Странного и молчаливого старика привели под самый вечер. Высокий, сухопарый, с облысевшим черепом и редкими седыми волосами на висках. С гладко выбритого лица со множеством склеротических багровых прожилок на носу и щеках смотрели серые, будто размытые, непроницаемые глаза. Ввели его уважительно, без тычков, а он, не взглянув на аковцев, вышел на середину подвала и недвижно, как журавль, застыл, вперив взгляд в маленькое оконце под потолком.
Сергей приподнялся и сел. Внимательно оглядел немца, его клеенчатый макинтош, из-под которого выглядывал зеленый френч с золотым значком на лацкане. На пальце заметил золотой перстень с эмблемой - череп и кости. И все же сквозь внешнюю высокомерность и непроницаемость что-то жалкое, пришибленное проступало на морщинистом стариковском лице. С усилием встал и, пока Лисовский с недоумением следил за ним, пошатываясь, прошел в угол, сгреб свалявшуюся солому и перенес к месту, где они устроились. Взбил ее, накинул сверху свою кожанку и рукой сделал приглашающий жест.
- У него контузия... Война есть война, - объяснил Костя, теряясь в догадках, почему Груздев ухаживает за нацистом.
Немец взглянул в лицо Сергею, на перевязанную Костину руку, нацистские значки на лацканах их френчей, церемонно склонил голову и коротко поблагодарил:
- Данке!
Он аккуратно расправил полы макинтоша, сёл и неподвижно замер, похожий на остроугольный черный камень. Скосил глаза на труп власовца и равнодушно отвернулся.

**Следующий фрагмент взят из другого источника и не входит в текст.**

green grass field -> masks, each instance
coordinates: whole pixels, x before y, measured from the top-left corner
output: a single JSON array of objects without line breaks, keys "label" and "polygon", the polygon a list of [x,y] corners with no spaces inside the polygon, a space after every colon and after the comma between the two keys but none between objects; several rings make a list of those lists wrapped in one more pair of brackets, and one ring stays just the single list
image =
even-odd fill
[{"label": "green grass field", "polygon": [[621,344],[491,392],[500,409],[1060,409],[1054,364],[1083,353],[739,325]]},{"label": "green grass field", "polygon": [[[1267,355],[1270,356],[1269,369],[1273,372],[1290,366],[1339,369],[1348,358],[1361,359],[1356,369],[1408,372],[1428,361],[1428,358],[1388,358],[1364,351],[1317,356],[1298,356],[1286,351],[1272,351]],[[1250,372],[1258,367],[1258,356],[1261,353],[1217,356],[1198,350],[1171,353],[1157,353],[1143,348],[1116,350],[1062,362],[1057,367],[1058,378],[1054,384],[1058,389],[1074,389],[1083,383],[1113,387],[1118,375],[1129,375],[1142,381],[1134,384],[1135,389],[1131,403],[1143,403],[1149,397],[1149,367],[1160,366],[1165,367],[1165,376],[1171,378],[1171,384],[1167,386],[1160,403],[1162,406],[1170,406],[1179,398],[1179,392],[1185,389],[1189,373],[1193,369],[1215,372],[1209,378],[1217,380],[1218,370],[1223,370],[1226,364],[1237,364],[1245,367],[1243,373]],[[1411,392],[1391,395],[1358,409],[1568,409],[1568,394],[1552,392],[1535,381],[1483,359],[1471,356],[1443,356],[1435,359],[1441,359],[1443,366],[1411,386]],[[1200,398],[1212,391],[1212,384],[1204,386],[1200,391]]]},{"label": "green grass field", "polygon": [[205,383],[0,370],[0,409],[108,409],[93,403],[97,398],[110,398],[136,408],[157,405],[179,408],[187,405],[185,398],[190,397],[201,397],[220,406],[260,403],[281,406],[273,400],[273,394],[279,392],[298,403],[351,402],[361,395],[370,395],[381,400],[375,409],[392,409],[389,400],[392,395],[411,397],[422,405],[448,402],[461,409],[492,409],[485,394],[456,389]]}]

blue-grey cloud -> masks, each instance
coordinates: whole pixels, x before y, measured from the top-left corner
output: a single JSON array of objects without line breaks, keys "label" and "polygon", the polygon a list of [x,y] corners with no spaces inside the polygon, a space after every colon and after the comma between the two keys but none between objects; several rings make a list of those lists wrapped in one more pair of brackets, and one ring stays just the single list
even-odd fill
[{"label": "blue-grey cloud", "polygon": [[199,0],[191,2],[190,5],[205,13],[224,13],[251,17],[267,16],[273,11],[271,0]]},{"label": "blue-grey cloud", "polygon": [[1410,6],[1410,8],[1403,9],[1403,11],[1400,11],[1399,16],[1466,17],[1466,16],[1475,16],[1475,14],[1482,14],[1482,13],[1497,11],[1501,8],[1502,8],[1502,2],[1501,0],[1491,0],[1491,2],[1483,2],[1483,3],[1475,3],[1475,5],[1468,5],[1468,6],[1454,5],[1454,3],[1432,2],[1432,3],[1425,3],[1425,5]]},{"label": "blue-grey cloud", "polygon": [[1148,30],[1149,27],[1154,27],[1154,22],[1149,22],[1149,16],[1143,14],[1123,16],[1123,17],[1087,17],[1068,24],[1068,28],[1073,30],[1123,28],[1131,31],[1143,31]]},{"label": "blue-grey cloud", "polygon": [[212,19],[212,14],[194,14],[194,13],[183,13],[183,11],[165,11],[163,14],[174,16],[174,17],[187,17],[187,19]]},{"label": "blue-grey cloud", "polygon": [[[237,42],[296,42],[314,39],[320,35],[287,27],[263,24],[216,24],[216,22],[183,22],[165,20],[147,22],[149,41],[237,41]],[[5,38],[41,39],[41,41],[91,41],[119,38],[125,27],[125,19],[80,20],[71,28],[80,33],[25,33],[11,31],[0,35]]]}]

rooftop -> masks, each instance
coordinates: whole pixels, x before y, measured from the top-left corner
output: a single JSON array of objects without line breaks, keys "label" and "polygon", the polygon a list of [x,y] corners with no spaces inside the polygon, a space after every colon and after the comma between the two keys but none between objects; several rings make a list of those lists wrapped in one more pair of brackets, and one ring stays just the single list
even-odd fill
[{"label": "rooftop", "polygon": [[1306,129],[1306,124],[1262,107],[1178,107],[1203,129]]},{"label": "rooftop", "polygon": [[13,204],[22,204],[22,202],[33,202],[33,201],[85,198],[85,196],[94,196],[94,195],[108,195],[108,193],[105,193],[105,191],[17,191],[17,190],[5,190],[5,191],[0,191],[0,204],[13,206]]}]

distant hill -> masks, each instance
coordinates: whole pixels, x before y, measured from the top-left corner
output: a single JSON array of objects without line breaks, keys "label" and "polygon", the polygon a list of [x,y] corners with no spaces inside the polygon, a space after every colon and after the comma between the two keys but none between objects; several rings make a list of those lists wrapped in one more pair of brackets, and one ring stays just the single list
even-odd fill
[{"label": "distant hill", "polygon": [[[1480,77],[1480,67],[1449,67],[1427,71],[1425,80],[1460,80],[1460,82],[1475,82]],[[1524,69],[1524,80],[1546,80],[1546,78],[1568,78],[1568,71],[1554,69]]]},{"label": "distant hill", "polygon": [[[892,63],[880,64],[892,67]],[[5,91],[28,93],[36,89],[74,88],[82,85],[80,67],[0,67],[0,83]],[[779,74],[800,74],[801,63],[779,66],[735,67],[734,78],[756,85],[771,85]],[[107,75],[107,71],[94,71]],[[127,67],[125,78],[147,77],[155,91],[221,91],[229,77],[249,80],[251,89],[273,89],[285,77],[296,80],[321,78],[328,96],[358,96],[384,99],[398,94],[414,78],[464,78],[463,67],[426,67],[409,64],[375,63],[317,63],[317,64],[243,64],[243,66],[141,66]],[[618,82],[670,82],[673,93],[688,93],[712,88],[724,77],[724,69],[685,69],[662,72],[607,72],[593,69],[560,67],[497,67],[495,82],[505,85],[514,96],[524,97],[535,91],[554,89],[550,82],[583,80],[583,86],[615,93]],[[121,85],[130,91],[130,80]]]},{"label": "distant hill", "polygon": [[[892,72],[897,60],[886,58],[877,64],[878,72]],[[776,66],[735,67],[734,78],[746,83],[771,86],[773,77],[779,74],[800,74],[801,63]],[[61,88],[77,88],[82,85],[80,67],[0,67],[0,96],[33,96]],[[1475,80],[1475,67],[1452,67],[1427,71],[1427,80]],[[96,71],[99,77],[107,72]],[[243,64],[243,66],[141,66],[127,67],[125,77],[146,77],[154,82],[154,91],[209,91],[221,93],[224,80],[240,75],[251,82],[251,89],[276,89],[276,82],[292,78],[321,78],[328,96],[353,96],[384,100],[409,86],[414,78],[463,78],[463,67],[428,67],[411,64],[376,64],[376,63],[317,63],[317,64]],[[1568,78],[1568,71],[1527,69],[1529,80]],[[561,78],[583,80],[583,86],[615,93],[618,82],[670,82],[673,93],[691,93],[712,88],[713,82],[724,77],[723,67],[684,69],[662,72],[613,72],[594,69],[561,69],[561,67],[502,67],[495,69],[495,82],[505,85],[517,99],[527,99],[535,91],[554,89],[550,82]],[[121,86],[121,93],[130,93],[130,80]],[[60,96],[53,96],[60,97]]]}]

Сергей выдохся от проделанных усилий и опять прилег Косте на колени. В голове мельтешили какие-то несуразные картины. Будто расступились каменные стены, разошлись балки на потолке и начался дождь. Крупные капли, каждая с голубиное яйцо, безжалостно били, как птицы клювами, по затылку. Он задергался, отмахиваясь от них, застонал. Костя прижал его к коленям, а когда тот по-щенячьи взвизгнул, ладонью прикрыл рот. Груздев повздрагивал, побился и вроде успокоился. То ли потерял сознание, то ли задремал.
Лисовский растерялся, не зная, что делать. И посоветоваться не с кем. Попросить помощи у аковцев? Но захотят ли они возиться с тяжелораненым! Возьмут и пристрелят, чтобы избавиться от обузы. А если Сережка серьезно покалечен и без медицинской помощи даже его железный организм не выдержит?!
- Что с вашим камрадом?
- Он мой брат. В Варшаве ранен и контужен, а ночью в схватке получил удар рукояткой пистолета по затылку.
- И вы ранены?
- Осколком... В Варшаве одной гранатой с братом задело. Немец помолчал, потом прикоснулся к Костиному плечу. В ладони протянутой руки белел небольшой бумажный квадратик.
- Стрептоцид… Белый стрептоцид. Дайте брату.
О стpeптoцидe Костя слышал. Летчики возвращались из госпиталей и прямо-таки чудеса о нем рассказывали. Что и раны быстро заживляет, и мертвых с того света, возвращает.
- Я вам очень благодарен! Ведь мой брат…
- Помолчите! - жестко проговорил немец с властными нотками в голосе. - Птицу, которая рано начинает петь, к вечеру съест кошка.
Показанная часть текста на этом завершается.